Acid-Sensing Ion Channel 2a (ASIC2a) Promotes Surface Trafficking of ASIC2b via Heteromeric Assembly

• Published in: Scientific reports Vol. 6; no. 1; p. 30684
• Main Authors: Kweon, Hae-Jin, Kim, Dong-Il, Bae, Yeonju, Park, Jae-Yong, Suh, Byung-Chang
• Format: Journal Article
• Language: English
• Published: London Nature Publishing Group UK 01.08.2016; Nature Publishing Group
• Subjects: 14/19; 45/70; 631/378/2586; 631/80/313/1463; Acid Sensing Ion Channels - genetics; Acid Sensing Ion Channels - metabolism; Acidification; Acidity; Alternative splicing; Amino acids; Binding sites; Cell Line; Cell surface; Chimeras; Humanities and Social Sciences; Humans; Ion channels; Isoforms; Localization; multidisciplinary; Plasma; Protein Isoforms - genetics; Protein Isoforms - metabolism; Protein Transport; Proteins; Recombinant Fusion Proteins - genetics; Recombinant Fusion Proteins - metabolism; Retention; Science; Science (multidisciplinary); Sodium channels
• ISSN: 2045-2322; 2045-2322
• DOI: 10.1038/srep30684

Acid-sensing ion channels (ASICs) are proton-activated cation channels that play important roles as typical proton sensors during pathophysiological conditions and normal synaptic activities.
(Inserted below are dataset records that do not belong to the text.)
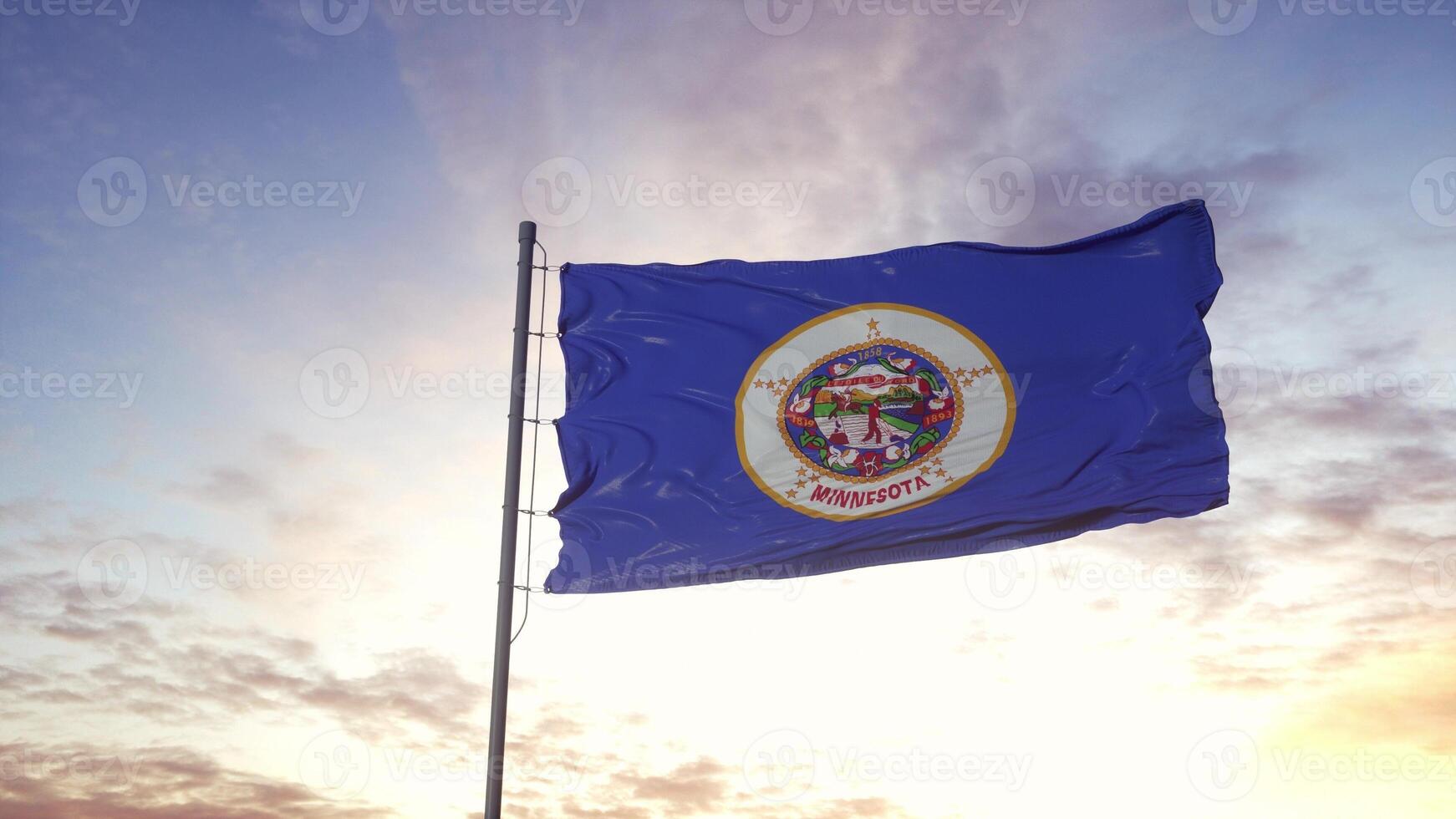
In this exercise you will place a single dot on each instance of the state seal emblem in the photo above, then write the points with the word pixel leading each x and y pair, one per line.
pixel 873 410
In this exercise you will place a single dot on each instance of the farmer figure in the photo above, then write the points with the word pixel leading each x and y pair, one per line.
pixel 873 410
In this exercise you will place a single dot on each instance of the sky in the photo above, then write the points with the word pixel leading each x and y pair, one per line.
pixel 257 267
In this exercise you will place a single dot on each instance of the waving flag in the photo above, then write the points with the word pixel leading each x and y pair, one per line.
pixel 775 420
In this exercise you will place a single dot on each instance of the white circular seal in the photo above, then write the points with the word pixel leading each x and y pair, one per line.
pixel 873 410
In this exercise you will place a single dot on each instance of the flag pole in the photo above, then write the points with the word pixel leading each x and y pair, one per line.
pixel 510 514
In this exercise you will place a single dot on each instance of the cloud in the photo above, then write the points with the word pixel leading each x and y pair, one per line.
pixel 88 781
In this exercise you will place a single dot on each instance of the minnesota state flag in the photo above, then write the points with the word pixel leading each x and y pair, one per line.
pixel 775 420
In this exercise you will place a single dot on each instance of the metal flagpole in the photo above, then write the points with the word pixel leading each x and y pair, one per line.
pixel 510 514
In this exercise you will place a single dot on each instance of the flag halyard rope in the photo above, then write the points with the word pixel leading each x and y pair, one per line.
pixel 536 434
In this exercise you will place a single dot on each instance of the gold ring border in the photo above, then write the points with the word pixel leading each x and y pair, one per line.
pixel 922 353
pixel 867 308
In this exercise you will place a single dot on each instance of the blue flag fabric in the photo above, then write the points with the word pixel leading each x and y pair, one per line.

Among the ASIC subunits, ASIC2a and ASIC2b are alternative splicing products from the same gene, ACCN1 . It has been shown that ASIC2 isoforms have differential subcellular distribution: ASIC2a targets the cell surface by itself, while ASIC2b resides in the ER. However, the underlying mechanism for this differential subcellular localization remained to be further elucidated. By constructing ASIC2 chimeras, we found that the first transmembrane (TM1) domain and the proximal post-TM1 domain (17 amino acids) of ASIC2a are critical for membrane targeting of the proteins. We also observed that replacement of corresponding residues in ASIC2b by those of ASIC2a conferred proton-sensitivity as well as surface expression to ASIC2b. We finally confirmed that ASIC2b is delivered to the cell surface from the ER by forming heteromers with ASIC2a, and that the N-terminal region of ASIC2a is additionally required for the ASIC2a-dependent membrane targeting of ASIC2b. Together, our study supports an important role of ASIC2a in membrane targeting of ASIC2b.